No oil price can ever be guaranteed; it's a world oil market, not an American market. Even at $70 my client would still be dependent on credit and that does not work...if you've been paying attention, that should be clear. I'd ask him why in the hell he thinks he can borrow more capital going forward. Productivity is waning already in the Midland Basin and as producers move off onto flanks, economics will get worse. As that basin declines, GOR goes up,  gas is the metric to use, not oil; can your gas, Mr. Client, compete with APP Basin gas? No. Then there is water for frac use and water for disposal.
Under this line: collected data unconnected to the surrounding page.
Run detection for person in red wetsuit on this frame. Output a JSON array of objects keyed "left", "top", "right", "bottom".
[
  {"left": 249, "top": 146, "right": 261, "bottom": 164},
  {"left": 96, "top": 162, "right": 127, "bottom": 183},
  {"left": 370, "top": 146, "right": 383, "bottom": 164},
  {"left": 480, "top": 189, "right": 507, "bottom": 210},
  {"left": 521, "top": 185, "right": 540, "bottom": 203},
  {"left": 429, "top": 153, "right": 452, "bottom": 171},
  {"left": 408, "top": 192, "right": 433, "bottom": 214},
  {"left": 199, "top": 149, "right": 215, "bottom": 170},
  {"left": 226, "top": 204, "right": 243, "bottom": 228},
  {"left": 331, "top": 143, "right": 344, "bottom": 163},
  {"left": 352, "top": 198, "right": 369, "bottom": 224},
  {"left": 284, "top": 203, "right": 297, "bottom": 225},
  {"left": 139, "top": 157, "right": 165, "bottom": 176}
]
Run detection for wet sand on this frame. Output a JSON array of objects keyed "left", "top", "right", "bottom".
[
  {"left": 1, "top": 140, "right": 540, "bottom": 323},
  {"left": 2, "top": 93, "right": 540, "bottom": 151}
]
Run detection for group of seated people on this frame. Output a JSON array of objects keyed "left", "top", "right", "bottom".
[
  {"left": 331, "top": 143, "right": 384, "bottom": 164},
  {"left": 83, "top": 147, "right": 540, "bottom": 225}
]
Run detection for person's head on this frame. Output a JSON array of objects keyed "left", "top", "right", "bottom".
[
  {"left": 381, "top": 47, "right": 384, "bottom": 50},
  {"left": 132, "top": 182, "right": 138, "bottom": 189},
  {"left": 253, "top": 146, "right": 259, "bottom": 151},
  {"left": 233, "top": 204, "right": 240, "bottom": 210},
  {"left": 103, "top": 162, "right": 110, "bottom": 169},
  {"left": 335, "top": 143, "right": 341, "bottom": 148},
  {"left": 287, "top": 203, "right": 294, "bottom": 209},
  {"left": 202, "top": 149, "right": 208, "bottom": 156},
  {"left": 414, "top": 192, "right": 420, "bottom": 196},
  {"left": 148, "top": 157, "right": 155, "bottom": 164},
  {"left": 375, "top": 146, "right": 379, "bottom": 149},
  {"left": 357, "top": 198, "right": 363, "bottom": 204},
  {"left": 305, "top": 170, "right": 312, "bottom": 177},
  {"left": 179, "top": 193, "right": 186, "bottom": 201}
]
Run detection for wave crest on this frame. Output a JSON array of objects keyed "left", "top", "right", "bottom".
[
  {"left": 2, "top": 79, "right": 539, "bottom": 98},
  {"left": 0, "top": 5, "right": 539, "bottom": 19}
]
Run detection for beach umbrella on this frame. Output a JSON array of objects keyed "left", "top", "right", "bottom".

It's a desert, sir and all that tremblin' is problematic. There is also American politics to deal with in the future, and liberal dumb asses that can't think past next week. There are a dozen other reasons I would say to my client to bury his money in the back yard with the dog bones. 

For Americans who can't stand the thought of not having shale oil in their lives, best prepare for nationalization. That's the ONLY way it works going forward. Good luck with that. 

 

 

Thanks Mike,

Interesting, my guess is that someone will find a way to make it work,but likely I am wrong. So your best guess scenario would be no future tight oil completions by anybody that is as smart as you about the oil business?  That is a shame, there's a pretty large resource which might be viable at higher oil prices.